RE: Datacenter decommissioning on Cassandra 4.1.4

Michalis Kotsiouros (EXT) via user Tue, 23 Apr 2024 00:45:12 -0700

Hello Alain,
Thanks a lot for the confirmation.
Yes this procedure seems like a workaround. But for my use case where 
system_auth contains a small amount of data and consistency level for 
authentication/authorization is switched to LOCAL_ONE, I think it is good 
enough.
I completely get that this could be improved since there might be requirements 
from other users that cannot be covered with the proposed procedure.

BR
MK
From: Alain Rodriguez <al...@casterix.fr>
Sent: April 22, 2024 18:27
To: user@cassandra.apache.org
Cc: Michalis Kotsiouros (EXT) <michalis.kotsiouros....@ericsson.com>
Subject: Re: Datacenter decommissioning on Cassandra 4.1.4

Hi Michalis,

It's been a while since I removed a DC for the last time, but I see there is 
now a protection to avoid accidentally leaving a DC without auth capability.
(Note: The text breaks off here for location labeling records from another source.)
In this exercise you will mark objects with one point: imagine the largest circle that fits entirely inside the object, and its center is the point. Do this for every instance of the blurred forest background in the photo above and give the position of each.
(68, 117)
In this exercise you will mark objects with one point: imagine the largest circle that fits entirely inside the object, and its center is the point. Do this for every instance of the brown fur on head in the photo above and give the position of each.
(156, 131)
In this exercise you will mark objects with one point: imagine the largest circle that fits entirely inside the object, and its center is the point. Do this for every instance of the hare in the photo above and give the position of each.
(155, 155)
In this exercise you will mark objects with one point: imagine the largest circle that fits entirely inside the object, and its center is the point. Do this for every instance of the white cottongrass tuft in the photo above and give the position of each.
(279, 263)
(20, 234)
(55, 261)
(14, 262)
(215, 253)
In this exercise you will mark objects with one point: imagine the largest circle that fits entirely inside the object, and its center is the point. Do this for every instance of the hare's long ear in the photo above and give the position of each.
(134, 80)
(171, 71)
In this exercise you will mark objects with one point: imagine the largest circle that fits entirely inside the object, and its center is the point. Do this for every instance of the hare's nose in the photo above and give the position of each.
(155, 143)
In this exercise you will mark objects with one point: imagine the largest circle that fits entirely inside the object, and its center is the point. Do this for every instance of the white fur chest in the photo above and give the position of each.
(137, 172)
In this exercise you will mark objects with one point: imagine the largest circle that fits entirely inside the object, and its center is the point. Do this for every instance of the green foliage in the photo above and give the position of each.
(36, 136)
This was introduced in C* 4.1 through CASSANDRA-17478 
(https://issues.apache.org/jira/browse/CASSANDRA-17478).

The process of dropping a data center might have been overlooked while doing 
this work.

It's never correct for an operator to remove a DC from system_auth replication 
settings while there are currently nodes up in that DC.

I believe this assertion is not correct. As Jon and Jeff mentioned, usually we 
remove the replication before decommissioning any node in the case of removing 
an entire DC, for reasons exposed by Jeff. The existing documentation is also 
clear about this: 
https://docs.datastax.com/en/cassandra-oss/3.0/cassandra/operations/opsDecomissionDC.html
 and 
https://thelastpickle.com/blog/2019/02/26/data-center-switch.html<https://protect2.fireeye.com/v1/url?k=31323334-501d5122-313273af-454445555731-3f5d78e47d9f728a&q=1&e=1b5f9bb8-e8af-49b9-9e2d-26622cb77bfc&u=https%3A%2F%2Fthelastpickle.com%2Fblog%2F2019%2F02%2F26%2Fdata-center-switch.html>.
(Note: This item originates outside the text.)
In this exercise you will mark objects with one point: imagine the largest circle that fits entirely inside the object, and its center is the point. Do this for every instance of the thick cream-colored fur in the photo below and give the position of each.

Michalis, the solution you suggest seems to be the (good/only?) way to go, even 
though it looks like a workaround, not really "clean" and something we need to 
improve. It was also mentioned here: 
https://dba.stackexchange.com/questions/331732/not-a-able-to-decommission-the-old-datacenter#answer-334890.
 It should work quickly, but only because this keyspace has a fairly low amount 
of data, but it will still not be optimal and as fast as it should (it should 
be a near no-op as explained above by Jeff). It also obliges you to use 
"--force" option that could lead you to delete one of your nodes in another DC 
by mistake and in a loaded cluster or a 3-node cluster - RF = 3, this could 
hurt...). Having to operate using "nodetool decommission --force" cannot be 
standard, but for now I can't think of anything better for you. Maybe wait for 
someone else's confirmation, it's been a while since operated Cassandra :).
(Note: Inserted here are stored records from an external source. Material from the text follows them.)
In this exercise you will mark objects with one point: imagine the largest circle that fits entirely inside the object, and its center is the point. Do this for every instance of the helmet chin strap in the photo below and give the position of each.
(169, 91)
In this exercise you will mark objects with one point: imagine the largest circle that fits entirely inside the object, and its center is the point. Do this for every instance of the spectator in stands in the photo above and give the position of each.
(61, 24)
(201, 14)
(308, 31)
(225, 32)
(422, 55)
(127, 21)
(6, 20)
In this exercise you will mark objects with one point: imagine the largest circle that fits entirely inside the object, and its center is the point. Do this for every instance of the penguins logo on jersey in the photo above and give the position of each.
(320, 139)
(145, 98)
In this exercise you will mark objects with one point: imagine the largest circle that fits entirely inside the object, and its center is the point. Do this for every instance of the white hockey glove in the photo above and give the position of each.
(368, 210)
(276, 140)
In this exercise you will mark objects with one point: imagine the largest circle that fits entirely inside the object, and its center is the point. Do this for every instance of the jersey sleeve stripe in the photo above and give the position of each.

I think it would make sense to fix this somehow in Cassandra. Maybe should we 
ensure that no other keyspaces has a RF > 0 for this data center instead of 
looking at active nodes, or that there is no client connected to the nodes, add 
a manual flag somewhere, or something else? Even though I understand the 
motivation to protect users against a wrongly distributed system_auth keyspace, 
I think this protection should not be kept with this implementation. If that 
makes sense I can create a ticket for this problem.

C*heers,

Alain Rodriguez

casterix.fr<https://protect2.fireeye.com/v1/url?k=31323334-501d5122-313273af-454445555731-c572154016f8885b&q=1&e=1b5f9bb8-e8af-49b9-9e2d-26622cb77bfc&u=http%3A%2F%2Fcasterix.fr%2F>

[Image removed by sender.]

Le lun. 8 avr. 2024 à 16:26, Michalis Kotsiouros (EXT) via user 
<user@cassandra.apache.org<mailto:user@cassandra.apache.org>> a écrit :
Hello Jon and Jeff,
Thanks a lot for your replies.
I completely get your points.
Some more clarification about my issue.
When trying to update the Replication before the decommission, I get the 
following error message when I remove the replication for system_auth kesypace.
ConfigurationException: Following datacenters have active nodes and must be 
present in replication options for keyspace system_auth: [datacenter1]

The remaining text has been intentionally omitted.